Hydrogen breath testing is one effective way to diagnose lactose intolerance. This test measures your breath’s release of hydrogen. Those who have lactose intolerance may produce more hydrogen since the lactose in the stomach isn’t converted but rather fermented.
Eliminating certain foods at a time may also help you determine if you are intolerant. This is done by removing foods that contain lactose one at a time and seeing if it improves the symptoms. Foods are then reintroduced. If the symptoms come back after reintroduction, then it is most likely to be lactose intolerance. This method can take a while, but it’s a good trial and error solution.
How is Lactose Intolerance Managed
Here are some tips to help you manage lactose intolerance:
- Avoid baked goods. Baked goods are commonly filled with dairy products that have lactose. If you get the urge to eat baked goods, alternative ingredients can be used to provide lactose-free treats.
- Eat aged cheese. Aged cheese that is hard and matured like swiss, edam, brie, fetta, and mozarella contains no lactose. These cheeses can be tolerated by most intolerants. Fresh ones like cottage and ricotta may have low levels of lactose and can be eaten in small amounts.
- When eating food with lactose, eat minimal amounts per serving. This will help give you the nutrients you need from the diary but the symptoms will be minimised.
- Check medications for any lactose fillers. Some antihistamines contain lactose. If your medication is prescribed, you may remind your doctor about it in case he forgets to check for lactose.
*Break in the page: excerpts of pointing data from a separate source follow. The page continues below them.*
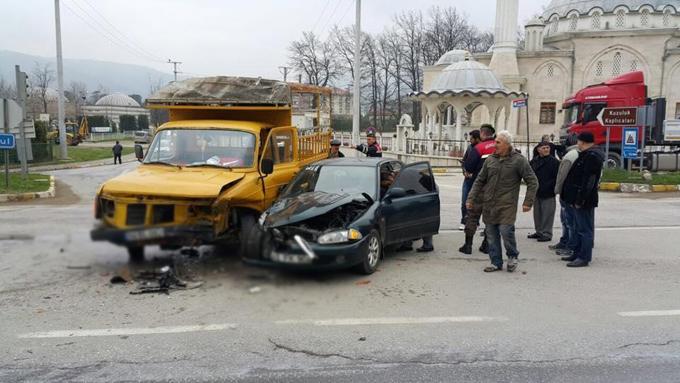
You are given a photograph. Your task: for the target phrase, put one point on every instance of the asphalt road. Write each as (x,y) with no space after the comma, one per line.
(425,318)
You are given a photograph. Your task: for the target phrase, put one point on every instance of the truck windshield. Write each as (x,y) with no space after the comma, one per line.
(193,147)
(334,179)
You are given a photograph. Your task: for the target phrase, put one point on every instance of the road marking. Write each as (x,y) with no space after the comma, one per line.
(657,313)
(391,321)
(128,331)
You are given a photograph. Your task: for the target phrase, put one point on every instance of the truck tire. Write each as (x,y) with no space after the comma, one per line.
(136,254)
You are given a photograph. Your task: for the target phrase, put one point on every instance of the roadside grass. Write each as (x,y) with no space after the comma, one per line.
(635,177)
(32,183)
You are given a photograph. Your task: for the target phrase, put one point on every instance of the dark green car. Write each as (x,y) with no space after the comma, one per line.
(343,213)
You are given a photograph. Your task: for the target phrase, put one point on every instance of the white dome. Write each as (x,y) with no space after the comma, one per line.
(562,8)
(453,56)
(467,75)
(117,99)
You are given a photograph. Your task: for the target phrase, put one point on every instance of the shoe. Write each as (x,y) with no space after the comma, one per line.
(577,263)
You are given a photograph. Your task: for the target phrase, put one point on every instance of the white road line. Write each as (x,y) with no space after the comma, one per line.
(391,321)
(657,313)
(128,331)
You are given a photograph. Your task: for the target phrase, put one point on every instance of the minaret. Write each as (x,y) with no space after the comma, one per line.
(504,59)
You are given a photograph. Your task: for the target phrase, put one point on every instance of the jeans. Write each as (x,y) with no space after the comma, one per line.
(494,232)
(467,186)
(585,229)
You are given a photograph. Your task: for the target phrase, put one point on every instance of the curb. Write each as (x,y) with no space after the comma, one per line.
(637,188)
(50,193)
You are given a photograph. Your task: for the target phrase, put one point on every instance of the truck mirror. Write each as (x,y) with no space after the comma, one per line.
(139,152)
(267,166)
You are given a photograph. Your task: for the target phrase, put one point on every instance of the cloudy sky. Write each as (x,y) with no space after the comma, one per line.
(209,36)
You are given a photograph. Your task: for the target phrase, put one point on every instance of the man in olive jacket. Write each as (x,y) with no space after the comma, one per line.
(499,182)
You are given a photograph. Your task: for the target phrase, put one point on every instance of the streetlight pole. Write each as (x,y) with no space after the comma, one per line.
(63,151)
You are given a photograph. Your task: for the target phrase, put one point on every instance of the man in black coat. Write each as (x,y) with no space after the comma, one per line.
(545,167)
(580,191)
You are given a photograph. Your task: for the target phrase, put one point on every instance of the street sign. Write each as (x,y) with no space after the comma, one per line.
(519,103)
(630,143)
(7,141)
(618,116)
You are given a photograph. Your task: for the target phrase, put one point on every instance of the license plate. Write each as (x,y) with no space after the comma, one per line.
(141,235)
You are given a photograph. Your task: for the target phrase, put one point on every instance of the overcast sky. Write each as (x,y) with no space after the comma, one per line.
(225,37)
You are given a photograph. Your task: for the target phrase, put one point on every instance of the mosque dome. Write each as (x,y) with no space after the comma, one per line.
(118,99)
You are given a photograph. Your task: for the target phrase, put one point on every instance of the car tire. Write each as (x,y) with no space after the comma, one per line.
(136,254)
(373,255)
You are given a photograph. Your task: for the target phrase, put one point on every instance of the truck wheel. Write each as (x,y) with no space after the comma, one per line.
(613,161)
(136,254)
(372,256)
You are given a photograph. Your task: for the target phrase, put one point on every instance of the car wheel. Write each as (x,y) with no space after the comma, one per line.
(373,254)
(136,254)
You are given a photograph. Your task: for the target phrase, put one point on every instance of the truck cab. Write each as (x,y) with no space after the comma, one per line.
(221,160)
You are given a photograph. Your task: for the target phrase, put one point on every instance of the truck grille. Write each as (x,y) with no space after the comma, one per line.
(136,214)
(163,213)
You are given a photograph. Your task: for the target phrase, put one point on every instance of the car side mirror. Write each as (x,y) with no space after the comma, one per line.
(139,152)
(267,166)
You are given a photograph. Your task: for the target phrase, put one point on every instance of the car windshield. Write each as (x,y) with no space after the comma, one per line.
(209,147)
(334,179)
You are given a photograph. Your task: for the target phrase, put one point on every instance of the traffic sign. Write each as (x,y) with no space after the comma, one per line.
(630,143)
(7,141)
(618,116)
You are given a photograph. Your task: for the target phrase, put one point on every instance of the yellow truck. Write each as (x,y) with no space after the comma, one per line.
(228,149)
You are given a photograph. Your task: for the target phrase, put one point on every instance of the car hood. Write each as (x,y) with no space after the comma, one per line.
(157,180)
(303,207)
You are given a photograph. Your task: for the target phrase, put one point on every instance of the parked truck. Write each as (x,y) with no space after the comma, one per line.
(628,90)
(221,160)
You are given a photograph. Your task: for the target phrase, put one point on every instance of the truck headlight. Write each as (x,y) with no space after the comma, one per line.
(339,237)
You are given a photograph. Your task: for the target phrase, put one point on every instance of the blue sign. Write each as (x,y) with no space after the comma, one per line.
(7,141)
(630,143)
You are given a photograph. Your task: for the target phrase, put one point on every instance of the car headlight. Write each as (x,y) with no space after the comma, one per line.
(339,237)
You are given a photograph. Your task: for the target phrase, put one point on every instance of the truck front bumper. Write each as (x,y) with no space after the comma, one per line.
(167,235)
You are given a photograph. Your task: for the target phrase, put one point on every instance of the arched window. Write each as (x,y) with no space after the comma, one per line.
(644,18)
(595,19)
(573,22)
(620,18)
(616,64)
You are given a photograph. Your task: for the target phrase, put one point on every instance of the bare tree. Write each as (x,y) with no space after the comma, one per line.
(42,77)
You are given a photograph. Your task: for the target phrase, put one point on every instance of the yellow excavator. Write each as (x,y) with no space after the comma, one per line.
(75,134)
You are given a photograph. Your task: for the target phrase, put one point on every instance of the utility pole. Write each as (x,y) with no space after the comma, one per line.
(356,117)
(63,151)
(284,71)
(174,67)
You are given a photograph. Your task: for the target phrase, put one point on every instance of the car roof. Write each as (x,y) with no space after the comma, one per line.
(365,161)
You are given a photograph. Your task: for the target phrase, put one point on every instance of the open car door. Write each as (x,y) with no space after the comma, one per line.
(415,214)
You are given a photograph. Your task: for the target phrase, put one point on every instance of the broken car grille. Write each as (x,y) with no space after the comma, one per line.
(136,214)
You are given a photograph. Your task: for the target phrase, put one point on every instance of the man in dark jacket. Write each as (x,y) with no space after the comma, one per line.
(117,153)
(371,148)
(545,167)
(580,191)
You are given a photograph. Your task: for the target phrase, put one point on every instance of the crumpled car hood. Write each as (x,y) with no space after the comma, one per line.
(304,206)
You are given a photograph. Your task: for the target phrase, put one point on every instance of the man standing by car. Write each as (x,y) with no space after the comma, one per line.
(498,186)
(117,153)
(371,148)
(473,164)
(580,191)
(545,166)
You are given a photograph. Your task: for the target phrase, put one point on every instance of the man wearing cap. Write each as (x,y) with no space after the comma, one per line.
(335,150)
(580,191)
(371,148)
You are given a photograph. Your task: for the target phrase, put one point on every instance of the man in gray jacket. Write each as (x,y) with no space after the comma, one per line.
(498,184)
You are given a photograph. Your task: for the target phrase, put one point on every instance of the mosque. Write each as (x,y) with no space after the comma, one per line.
(573,44)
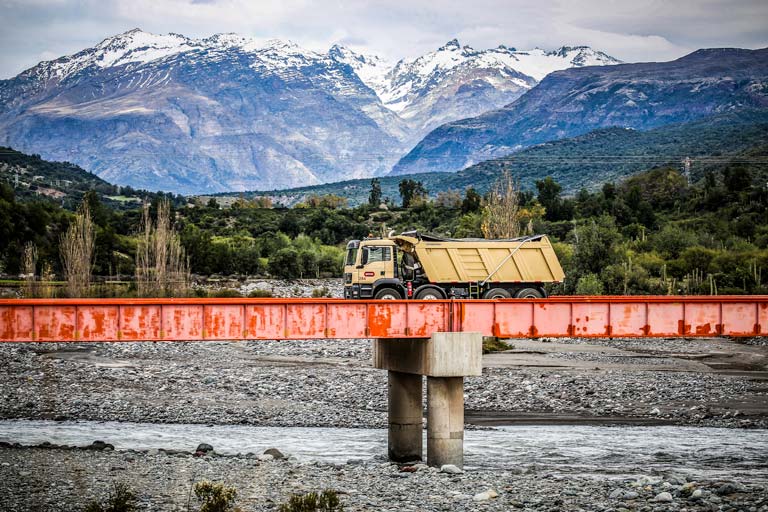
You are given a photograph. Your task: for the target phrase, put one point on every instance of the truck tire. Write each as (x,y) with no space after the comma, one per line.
(497,293)
(387,294)
(529,293)
(430,293)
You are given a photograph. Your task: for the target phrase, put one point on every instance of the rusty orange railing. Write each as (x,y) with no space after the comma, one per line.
(61,320)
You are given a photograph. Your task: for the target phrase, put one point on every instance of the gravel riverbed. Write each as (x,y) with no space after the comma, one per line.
(330,383)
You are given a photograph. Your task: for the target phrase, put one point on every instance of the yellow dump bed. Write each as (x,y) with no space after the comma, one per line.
(526,259)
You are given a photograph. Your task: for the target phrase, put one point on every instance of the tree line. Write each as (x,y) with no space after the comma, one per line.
(651,233)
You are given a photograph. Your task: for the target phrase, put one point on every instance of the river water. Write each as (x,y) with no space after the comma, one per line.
(613,452)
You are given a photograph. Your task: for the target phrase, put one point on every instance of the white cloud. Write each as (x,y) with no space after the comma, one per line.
(638,31)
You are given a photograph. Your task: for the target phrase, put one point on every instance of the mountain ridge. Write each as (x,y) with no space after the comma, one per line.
(229,112)
(576,100)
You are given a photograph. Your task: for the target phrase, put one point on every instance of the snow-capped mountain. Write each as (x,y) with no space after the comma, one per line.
(455,81)
(232,113)
(576,101)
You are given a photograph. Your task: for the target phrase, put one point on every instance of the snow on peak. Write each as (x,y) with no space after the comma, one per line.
(139,46)
(371,69)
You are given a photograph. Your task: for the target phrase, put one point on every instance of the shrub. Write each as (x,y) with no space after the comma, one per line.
(224,293)
(215,497)
(493,344)
(323,291)
(121,499)
(285,264)
(327,501)
(589,284)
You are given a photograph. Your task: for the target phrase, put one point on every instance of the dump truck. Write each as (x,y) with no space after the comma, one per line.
(416,266)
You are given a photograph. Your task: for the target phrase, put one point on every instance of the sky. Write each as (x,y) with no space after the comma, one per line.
(633,31)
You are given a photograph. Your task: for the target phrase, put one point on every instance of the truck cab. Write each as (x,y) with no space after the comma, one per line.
(371,270)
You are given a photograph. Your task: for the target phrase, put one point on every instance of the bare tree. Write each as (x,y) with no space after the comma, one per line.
(30,269)
(46,281)
(161,266)
(501,212)
(77,249)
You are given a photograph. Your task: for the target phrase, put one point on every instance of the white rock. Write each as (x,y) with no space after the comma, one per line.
(450,469)
(485,496)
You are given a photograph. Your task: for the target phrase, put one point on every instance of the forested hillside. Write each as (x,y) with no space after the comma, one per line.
(587,161)
(651,233)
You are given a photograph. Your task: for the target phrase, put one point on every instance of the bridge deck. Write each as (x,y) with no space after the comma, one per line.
(61,320)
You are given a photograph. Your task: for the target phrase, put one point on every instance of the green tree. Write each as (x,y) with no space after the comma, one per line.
(472,201)
(285,263)
(374,197)
(410,190)
(595,246)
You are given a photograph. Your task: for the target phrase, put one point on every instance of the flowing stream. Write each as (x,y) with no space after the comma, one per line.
(699,453)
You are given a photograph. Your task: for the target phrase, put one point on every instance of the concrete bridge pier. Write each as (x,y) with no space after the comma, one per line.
(404,393)
(445,359)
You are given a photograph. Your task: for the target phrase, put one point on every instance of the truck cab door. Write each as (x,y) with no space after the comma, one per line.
(376,263)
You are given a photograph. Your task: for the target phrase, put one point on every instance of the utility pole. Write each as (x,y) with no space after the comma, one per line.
(687,169)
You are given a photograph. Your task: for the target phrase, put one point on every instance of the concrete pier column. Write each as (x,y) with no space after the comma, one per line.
(445,421)
(405,417)
(445,359)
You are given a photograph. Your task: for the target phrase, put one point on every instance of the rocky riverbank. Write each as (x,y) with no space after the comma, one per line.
(331,383)
(59,479)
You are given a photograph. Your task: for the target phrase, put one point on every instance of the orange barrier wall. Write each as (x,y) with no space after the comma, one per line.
(61,320)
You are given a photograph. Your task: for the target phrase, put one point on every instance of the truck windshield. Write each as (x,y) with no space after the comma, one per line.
(374,254)
(351,256)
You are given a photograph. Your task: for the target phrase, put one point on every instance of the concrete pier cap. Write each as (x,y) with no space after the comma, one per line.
(445,359)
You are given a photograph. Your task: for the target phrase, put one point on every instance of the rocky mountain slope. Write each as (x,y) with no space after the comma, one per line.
(575,101)
(229,113)
(588,161)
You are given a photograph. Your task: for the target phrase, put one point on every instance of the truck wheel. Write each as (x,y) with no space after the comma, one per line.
(497,293)
(429,294)
(529,293)
(387,294)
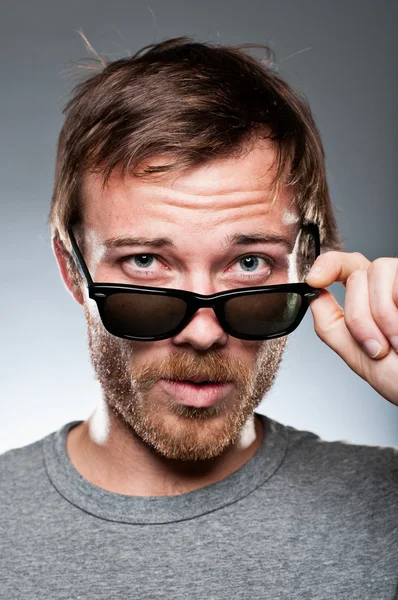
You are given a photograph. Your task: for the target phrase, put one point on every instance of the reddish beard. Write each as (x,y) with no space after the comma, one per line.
(171,429)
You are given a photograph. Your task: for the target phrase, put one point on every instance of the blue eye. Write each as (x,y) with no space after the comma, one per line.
(142,260)
(249,263)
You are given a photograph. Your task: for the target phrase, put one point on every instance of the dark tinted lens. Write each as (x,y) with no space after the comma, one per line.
(263,313)
(142,315)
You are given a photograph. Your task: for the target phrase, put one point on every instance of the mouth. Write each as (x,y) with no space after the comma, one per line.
(198,392)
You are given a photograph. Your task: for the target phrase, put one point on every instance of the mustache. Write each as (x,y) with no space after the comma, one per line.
(184,365)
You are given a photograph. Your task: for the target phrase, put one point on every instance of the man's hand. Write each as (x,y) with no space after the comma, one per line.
(370,316)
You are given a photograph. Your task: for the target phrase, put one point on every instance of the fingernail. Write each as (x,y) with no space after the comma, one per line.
(372,348)
(394,342)
(314,271)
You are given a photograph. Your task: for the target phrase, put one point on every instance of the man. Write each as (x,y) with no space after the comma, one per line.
(190,179)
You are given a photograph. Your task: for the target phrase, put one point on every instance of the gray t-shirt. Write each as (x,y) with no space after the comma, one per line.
(304,518)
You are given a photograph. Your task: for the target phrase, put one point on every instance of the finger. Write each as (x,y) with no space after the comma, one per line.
(335,266)
(382,276)
(359,319)
(331,328)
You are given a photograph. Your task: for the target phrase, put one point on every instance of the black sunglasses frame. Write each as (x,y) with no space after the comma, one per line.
(101,291)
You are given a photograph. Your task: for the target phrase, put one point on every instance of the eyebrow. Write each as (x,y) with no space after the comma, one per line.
(246,239)
(238,239)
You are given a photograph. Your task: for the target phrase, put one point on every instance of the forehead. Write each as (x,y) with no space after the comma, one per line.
(224,193)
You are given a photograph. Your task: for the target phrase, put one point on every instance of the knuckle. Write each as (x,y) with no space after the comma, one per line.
(356,321)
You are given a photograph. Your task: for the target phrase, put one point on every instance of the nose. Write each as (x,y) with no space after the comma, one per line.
(202,332)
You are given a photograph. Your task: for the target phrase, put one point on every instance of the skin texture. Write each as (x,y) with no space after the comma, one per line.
(140,440)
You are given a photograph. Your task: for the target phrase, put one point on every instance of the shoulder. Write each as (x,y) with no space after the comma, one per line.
(21,465)
(363,470)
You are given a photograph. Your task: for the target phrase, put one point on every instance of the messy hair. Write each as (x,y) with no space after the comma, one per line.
(192,102)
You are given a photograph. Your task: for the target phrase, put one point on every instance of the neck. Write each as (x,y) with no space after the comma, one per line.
(124,464)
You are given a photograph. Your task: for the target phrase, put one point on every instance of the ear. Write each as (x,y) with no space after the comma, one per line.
(64,261)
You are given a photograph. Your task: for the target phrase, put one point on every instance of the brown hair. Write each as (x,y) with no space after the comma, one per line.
(194,102)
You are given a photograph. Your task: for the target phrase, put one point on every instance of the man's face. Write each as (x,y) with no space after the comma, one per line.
(198,211)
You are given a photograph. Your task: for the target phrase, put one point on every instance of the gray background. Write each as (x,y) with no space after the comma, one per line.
(341,55)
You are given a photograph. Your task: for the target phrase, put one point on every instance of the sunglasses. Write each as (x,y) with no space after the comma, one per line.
(150,314)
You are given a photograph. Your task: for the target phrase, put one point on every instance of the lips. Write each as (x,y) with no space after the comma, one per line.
(198,392)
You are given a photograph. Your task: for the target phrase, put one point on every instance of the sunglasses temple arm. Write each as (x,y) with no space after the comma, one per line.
(79,260)
(314,230)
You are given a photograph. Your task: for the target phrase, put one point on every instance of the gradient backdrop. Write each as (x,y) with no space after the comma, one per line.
(341,55)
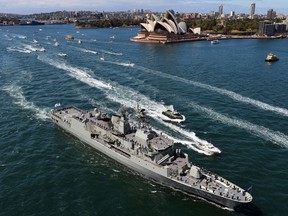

- Take calcium supplements instead. So if there is no chance of you getting dairy into your diet, consider taking calcium supplements to provide the nutrients that your bones need.
- Drink full fat milk. Full fat milk is slow to digest in the stomach, giving lactase a chance to break down sugars. So avoid low or non-fat milks.
- Substitute milk needs with soy products such as soy milk and yogurt. They are lactose-free but can provide a good amount of calcium.
If you are still in the dark about lactose intolerance, see your general practitioner for advice about diet and possible remedies. Or, consult a dietician for your dietary needs. These professionals can help answer all of your questions.
Lactose intolerance shouldn’t be viewed as something that can hinder your life or even food choices since it’s actually a very common and naturally occuring bodily function. With the right management, you can avoid the debilitating symptoms.